Now that she already has her organization with its various teams in shape, it will be that much easier to expand resources in each area as needed. The IT, facilities, HR, recruiting, and administration teams will each inevitably grow, but it will be clear where those people go, how they interact, and how they can integrate into the company to make the biggest impact. Right now, the tiny teams in each area are essentially stem cells that can easily scale in an organized and clear way.
“Startups often delay the inclusion of people ops resources in their organizational structures, and they delay it too long,” says Guillory. There’s a notion that when you know the dozen or two people you’re working with — and spend long hours in the same spaces together — there’s simply no need for the more formal processes of human resources.
Ultimately, there are engagement costs, performance costs, and attrition costs to running lean on functions that support your employee base. And once the organization has experienced that damage, it's really hard to work your way out.
“I tend to have an agnostic approach to the size of specific teams within my organization," she says. "I think of the function growing organically as it relates to particular needs. So if it became the case that we had extensive technical challenges, then I would expand IT. If we moved into a bigger space, I would think about whether we need to expand facilities.”
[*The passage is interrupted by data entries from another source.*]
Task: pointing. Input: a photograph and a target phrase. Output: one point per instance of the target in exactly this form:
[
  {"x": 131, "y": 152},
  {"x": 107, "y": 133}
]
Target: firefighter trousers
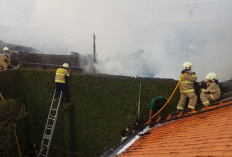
[
  {"x": 205, "y": 98},
  {"x": 192, "y": 100}
]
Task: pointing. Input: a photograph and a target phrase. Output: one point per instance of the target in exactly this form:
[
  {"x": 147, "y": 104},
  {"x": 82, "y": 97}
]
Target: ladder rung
[
  {"x": 52, "y": 116},
  {"x": 49, "y": 127},
  {"x": 47, "y": 136}
]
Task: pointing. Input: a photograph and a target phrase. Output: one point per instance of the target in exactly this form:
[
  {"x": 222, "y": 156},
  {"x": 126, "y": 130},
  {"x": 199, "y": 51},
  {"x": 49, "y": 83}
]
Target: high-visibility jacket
[
  {"x": 213, "y": 89},
  {"x": 61, "y": 73},
  {"x": 4, "y": 60},
  {"x": 187, "y": 83}
]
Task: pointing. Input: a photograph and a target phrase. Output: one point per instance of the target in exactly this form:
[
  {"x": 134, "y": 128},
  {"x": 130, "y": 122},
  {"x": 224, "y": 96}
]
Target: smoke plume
[{"x": 128, "y": 41}]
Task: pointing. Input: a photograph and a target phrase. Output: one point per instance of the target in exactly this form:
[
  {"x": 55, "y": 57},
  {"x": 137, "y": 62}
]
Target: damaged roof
[{"x": 205, "y": 133}]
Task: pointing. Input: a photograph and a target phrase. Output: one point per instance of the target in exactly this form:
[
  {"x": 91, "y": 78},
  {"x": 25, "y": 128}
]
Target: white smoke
[{"x": 62, "y": 26}]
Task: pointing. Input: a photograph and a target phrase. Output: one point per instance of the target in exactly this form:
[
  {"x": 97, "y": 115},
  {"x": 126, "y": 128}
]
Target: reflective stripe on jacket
[
  {"x": 214, "y": 90},
  {"x": 187, "y": 84},
  {"x": 60, "y": 75}
]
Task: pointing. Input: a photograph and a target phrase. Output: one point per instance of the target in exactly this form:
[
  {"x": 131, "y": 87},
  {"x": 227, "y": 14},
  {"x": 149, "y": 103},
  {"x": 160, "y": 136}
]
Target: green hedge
[{"x": 102, "y": 106}]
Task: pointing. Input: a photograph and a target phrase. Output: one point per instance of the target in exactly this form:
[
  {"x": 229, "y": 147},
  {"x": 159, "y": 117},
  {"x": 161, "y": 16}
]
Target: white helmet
[
  {"x": 186, "y": 65},
  {"x": 211, "y": 76},
  {"x": 65, "y": 65},
  {"x": 5, "y": 49}
]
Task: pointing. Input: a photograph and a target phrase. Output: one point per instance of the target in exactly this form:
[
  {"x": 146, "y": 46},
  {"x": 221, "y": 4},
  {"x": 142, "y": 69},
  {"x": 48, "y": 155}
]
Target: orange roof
[{"x": 205, "y": 134}]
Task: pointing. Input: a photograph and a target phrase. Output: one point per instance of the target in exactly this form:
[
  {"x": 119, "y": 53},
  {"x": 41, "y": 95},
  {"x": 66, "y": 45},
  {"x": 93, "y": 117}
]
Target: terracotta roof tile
[{"x": 200, "y": 135}]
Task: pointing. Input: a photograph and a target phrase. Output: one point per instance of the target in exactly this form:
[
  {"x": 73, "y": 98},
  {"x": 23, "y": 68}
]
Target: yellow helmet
[
  {"x": 211, "y": 76},
  {"x": 65, "y": 65},
  {"x": 186, "y": 65},
  {"x": 5, "y": 49}
]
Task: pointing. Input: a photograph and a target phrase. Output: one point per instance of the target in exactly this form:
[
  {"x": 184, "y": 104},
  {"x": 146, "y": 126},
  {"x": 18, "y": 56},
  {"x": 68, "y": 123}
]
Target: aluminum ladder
[{"x": 50, "y": 125}]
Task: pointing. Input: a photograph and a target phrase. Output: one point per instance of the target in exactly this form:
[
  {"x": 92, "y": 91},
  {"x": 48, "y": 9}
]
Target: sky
[{"x": 129, "y": 41}]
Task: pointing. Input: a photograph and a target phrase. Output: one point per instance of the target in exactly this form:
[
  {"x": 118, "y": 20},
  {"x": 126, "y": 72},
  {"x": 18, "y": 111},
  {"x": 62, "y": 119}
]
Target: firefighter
[
  {"x": 61, "y": 75},
  {"x": 212, "y": 92},
  {"x": 156, "y": 104},
  {"x": 187, "y": 87},
  {"x": 5, "y": 59}
]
Holistic People Ops is agile because it’s not about filling open reqs to keep up with company growth or unthinkingly checking boxes on a to-do list. It’s about taking the broadest view of what makes a person’s work-life productive and healthy. As Guillory puts it: “It’s about context. Grouping multiple teams together under People Ops, or operating with the employee lifecycle in mind — it's all about getting the context necessary to make choices that put employees first.”